Gary, ich habe mein ganzes Leben lang gearbeitet. Wann ich aufhöre, ist meine Sache, nicht deine.

Und der Mann, der so erpicht darauf gewesen war, sich aus dem Arbeitsleben zurückzuziehen: Was hatte er mit seiner freien Zeit gemacht? Er hatte in seinem blauen Sessel gesessen.

Über Axon wusste Gary nichts, aber Orfic Midland war jener Typ von Mischkonzern, mit dessen Beteiligungs- und Managementstrukturen Schritt zu halten Teil der Aufgabe war, für die man ihn bezahlte. Zufällig wusste er, dass die Wroth-Brüder ihre Anteilsmehrheit verkauft hatten, um Verluste, die sie bei einem kanadischen Goldminen-Unternehmen gemacht hatten, auszugleichen. Orfic Midland hatte sich zu den ununterscheidbaren, gesichtslosen Megafirmen gesellt, deren Hauptsitze die vornehmen Einzugsgebiete der amerikanischen Großstädte übersäten; ihre leitenden Angestellten waren ausgetauscht worden wie die Zellen eines lebendigen Organismus oder wie die Buchstaben in jenem Legespiel, bei dem sich SCHEISS in SCHUSS und SCHUH und KUH und KUR verwandelte, sodass zu dem Zeitpunkt, als Gary den jüngsten Erwerb eines Aktienpakets der OrficM für das Portfolio der CenTrust abgesegnet hatte, von der Firma, die St.

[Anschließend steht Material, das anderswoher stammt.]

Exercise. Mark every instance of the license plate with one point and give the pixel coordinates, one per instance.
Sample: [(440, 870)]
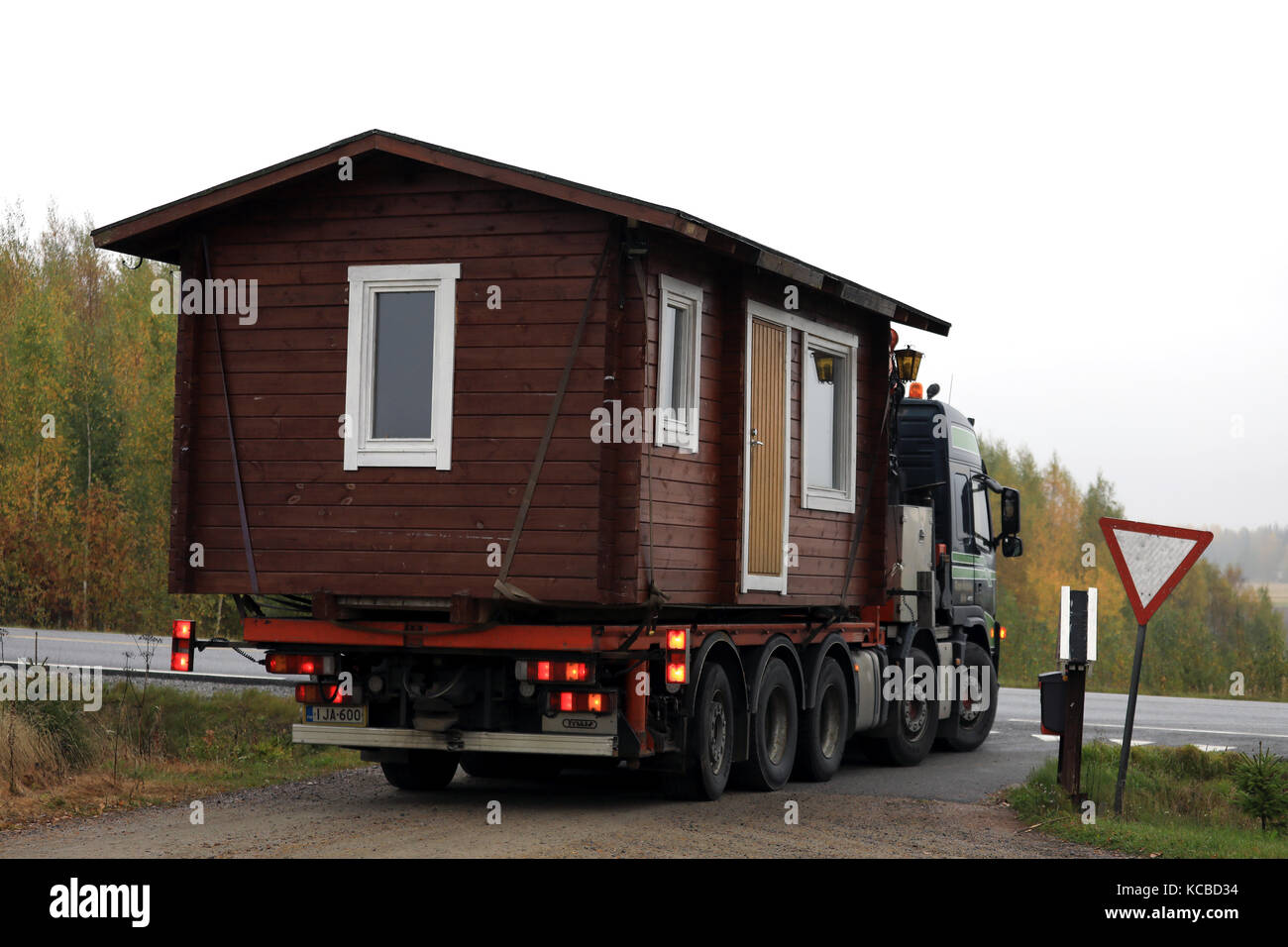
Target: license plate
[(336, 716)]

Judes drittgrößten Betrieb geschlossen und in weiten Teilen des ländlichen Kansas den Zugverkehr lahm gelegt hatte, nicht die Spur eines menschlichen Wesens mehr übrig geblieben war, das man zum Sündenbock hätte machen können. Orfic Midland hatte sich inzwischen ganz aus dem Transportgeschäft zurückgezogen. Was von den Haupttrassen der Midpac noch vorhanden war, hatte man verkauft, damit die Firma sich auf den Bau und die Verwaltung von Gefängnissen, auf Gourmet-Kaffee und Finanzdienstleistungen konzentrieren konnte; ein nagelneues 144-strängiges Sichtfaserkabelnetz lag im alten Gelände der Eisenbahngesellschaft begraben.

Und das war die Firma, der Alfred die Treue hielt?

Je mehr Gary darüber nachdachte, desto wütender wurde er. Er saß allein in seinem Arbeitszimmer, unfähig, seiner wachsenden Erregung Herr zu werden oder den Dampflok-Rhythmus seines Atems zu drosseln. Er war blind für den hübschen kürbisgelben Sonnenuntergang, der sich in den Tulpenbäumen hinter den Gleisen entfaltete. Er sah nichts als die Grundsätze, die auf dem Spiel standen.